Mendengar nada jawaban "kenceng" itu, saya pun enggan mengoreksi jawaban "Asean Games" menjadi "Asian Games". Ini bukan pesta olahraga se-Asia Tenggara, melainkan se-Asia. Lumayan juga pak sopir tadi tahu multi-event games itu berlangsung pada Agustus. Saya tadinya ingin menambahkan: tepatnya 18 Agustus sampai 2 September. Saya juga tak sempat memberi tahu dia, yang datang nanti 45 negara dengan membawa 15 ribu atlet. Saya yakin sopir taksi itu juga tidak tahu bahwa Palembang ikut menjadi tuan rumah, selain Jakarta.

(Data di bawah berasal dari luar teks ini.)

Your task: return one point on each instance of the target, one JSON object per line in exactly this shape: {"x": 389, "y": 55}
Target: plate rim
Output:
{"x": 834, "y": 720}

Padahal, ketika Anda membaca koran ini, pembukaan Asian Games tinggal 104 hari lagi. Rakyat Palembang, menurut Gubernur Sumatera Selatan Alex Noerdin, sudah bicara Asian Games sampai ke desa-desa. Tapi Jakarta masih "dingin-dingin" saja. Bahkan pemerintah DKI Jakarta belum setuju untuk meliburkan anak sekolah selama Asian Games berlangsung. Terasa betul, pesta olahraga terbesar kedua setelah Olimpiade ini seakan-akan hanya "gawe"-nya pemerintah. Masyarakat Jakarta, dan saya yakin begitu juga dengan daerah lain di Indonesia, tidak terasa dilibatkan sama sekali.

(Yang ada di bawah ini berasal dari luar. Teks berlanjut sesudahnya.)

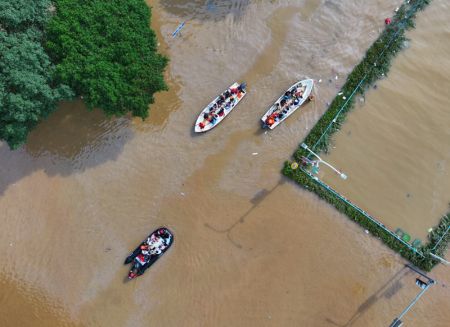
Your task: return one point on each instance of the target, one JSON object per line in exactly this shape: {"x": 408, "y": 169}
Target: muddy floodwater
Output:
{"x": 251, "y": 248}
{"x": 396, "y": 144}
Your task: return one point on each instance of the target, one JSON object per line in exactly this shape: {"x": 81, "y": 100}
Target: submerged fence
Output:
{"x": 374, "y": 66}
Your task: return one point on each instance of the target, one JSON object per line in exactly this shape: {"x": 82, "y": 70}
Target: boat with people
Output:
{"x": 150, "y": 250}
{"x": 220, "y": 107}
{"x": 288, "y": 103}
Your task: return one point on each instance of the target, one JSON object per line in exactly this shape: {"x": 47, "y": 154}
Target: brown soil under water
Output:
{"x": 251, "y": 248}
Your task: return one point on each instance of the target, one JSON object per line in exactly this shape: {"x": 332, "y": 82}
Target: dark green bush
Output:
{"x": 373, "y": 66}
{"x": 106, "y": 51}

Saya tahu panitia nanti akan menggelar fun-run di Jakarta dan Palembang. Juga arak-arakan obor Asian Games yang melewati belasan kota. Semoga kegiatan itu cukup ampuh menggelorakan Asian Games. Tapi waktu sosialisasi sudah terlalu singkat. Lihat saja Tokyo, tuan rumah Olimpiade 2020. Praktis, selama empat tahun, ibu kota Jepang itu bersiap. Sejak closing ceremony Olimpiade 2016, Pemerintah Kota Tokyo menampilkan video pendek tentang Tokyo, berbagai venue, dan cabang olahraga yang akan tampil nanti. Tak ketinggalan semua kartun Jepang--Doraemon, Kapten Tsubasa, dan lainnya--dikerahkan sebagai model promosi. Bahkan Perdana Menteri Jepang Shinzo Abe ikut tampil dalam kostum Super Mario. Tokyo sejak awal merebut perhatian dunia. Para pelajar asing yang mengikuti program pertukaran pelajar dibawa berkeliling arena Olimpiade nanti di Tokyo.

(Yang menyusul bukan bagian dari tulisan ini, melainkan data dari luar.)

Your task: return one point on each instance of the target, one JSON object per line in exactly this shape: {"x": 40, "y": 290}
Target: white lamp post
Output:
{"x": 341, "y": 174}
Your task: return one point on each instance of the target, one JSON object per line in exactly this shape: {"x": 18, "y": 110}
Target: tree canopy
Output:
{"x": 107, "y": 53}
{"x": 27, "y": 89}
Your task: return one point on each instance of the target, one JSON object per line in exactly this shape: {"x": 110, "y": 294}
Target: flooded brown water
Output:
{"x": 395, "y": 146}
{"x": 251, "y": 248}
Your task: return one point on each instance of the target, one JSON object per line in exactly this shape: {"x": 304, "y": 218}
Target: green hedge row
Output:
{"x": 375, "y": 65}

Saya membayangkan, suasana akan lebih bergairah jika, misalnya, sejak jauh-jauh hari perusahaan taksi di Jakarta dan Palembang diminta mengharuskan sopirnya memakai seragam khusus dengan logo Asian Games--umpamanya dengan imbalan sedikit potongan pajak. Lalu pegawai negeri di seluruh negeri pada hari tertentu memakai kaus Asian Games. Anak-anak sekolah bisa dilibatkan dengan lomba menggambar atau lomba apa saja bertema Asian Games. Video pendek atlet yang akan bertanding disebar ke seantero negeri. Kalau itu dilakukan, rasanya demam Asian Games cepat menjalar.
Sayang sekali jika pesta olahraga se-Asia berbiaya sekitar Rp 30 triliun itu--menurut Wapres Jusuf Kalla--lewat dari perhatian masyarakat begitu saja. Apalagi, sebelum event itu, warga dunia akan tersedot menonton Piala Dunia Rusia. Belum lagi hiruk-pikuk pilkada serentak pada 27 Juni. Tanpa terobosan kampanye besar-besaran, saya khawatir Asian Games ke-18 tak mampu merebut perhatian masyarakat.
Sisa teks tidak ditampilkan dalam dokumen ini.